From a fundamental perspective it suddenly seems that Tesla's only lifeline is its low cost of debt that it got from the government. Financed at a draw rate between .9% and 3.4%, it seems that as long as it doesn't literally burn the money that can draw, it should be okay. It's possible to make an argument that Tesla is great just because of this argument.
There's another issue with Tesla that is more of a b-school and managerial issue than one found by simply studying their fundamentals and it has to do with their value network. A value network is a series of customers that defines a company and because these customers drive the profits of the company they also drive what a company can and cannot do without risking their current income. Tesla has generated about a third of its overall revenue from technological development for outside automotive companies, and these revenues have risen more quickly and grown in margin more quickly than the sales of their proprietary EVs.
In a proper resource allocation model Tesla's management should be noticing that devoting their attention to the development side of things, rather than the automotive-consumer side of things, will begin to net them more money. (After all, if you were an investor wouldn't you want them to do this?) Quite the contrary, it doesn't seem that they care. With so much capital available at such a low rate, you don't need a high ROI in order to justify expanding into whatever you want - like buying a manufacturing plant in one of the most expensive countries in the world. Even worse, this is committing Tesla to a trap.
As the company continues to devote resources to develop electric technology gradually for established automakers, it removes itself from the consumer value network needed to tap a market at a low margin and float upstream as the technology develops. Instead, it is placing itsas a developmental company for established automakers, using its technology for sustaining purposes rather than disruptive ones. And all the while, it can try to support its own cars with technology designed for all the others with a flawed manufacturing strategy.
With all of this being said, I can't justify buying into Tesla from a growth investment perspective. The market will continue to behave in the way it always has though, looking for the next best thing with the fastest growth and the coolest story. Thousands of investors will be attracted to Tesla because hey, the technology will work eventually, right? And eventually the runs could be huge.
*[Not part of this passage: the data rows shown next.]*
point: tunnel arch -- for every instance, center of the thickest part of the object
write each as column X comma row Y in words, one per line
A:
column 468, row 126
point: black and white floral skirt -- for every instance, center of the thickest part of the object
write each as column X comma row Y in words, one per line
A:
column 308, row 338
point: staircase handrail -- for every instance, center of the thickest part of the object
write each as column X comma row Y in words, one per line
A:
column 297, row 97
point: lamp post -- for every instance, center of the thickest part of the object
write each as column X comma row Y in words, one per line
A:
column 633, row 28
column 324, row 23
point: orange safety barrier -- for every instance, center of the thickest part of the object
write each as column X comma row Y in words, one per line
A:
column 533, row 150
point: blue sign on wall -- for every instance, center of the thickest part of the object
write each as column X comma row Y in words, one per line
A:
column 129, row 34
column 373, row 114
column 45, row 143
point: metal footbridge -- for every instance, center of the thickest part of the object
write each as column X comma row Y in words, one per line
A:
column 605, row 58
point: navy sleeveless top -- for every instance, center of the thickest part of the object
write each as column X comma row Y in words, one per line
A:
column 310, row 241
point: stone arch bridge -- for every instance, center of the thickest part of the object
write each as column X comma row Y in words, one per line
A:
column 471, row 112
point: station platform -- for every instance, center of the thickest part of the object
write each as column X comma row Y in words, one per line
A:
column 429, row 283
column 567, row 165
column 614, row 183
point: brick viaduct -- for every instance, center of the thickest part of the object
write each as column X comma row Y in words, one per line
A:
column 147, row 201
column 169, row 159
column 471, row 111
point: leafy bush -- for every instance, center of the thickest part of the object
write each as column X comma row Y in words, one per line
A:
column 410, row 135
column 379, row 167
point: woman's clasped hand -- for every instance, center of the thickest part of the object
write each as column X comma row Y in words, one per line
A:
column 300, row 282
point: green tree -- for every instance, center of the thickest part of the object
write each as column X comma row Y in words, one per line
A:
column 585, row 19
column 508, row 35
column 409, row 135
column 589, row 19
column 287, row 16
So this market will continue to incorrectly price Tesla Motors by looking at the lowest common denominator of logical reasoning - the electric car finally exists! - rather than seeing the lack of competitiveness the company has, what's driving it's current performance, and if the future growth the market currently projects for the company is even partially warranted in today's sideways market. Buying this stock is not a way to make much money as much as it is a way to attempt to preserve capital with a growth company due to government intervention in the market.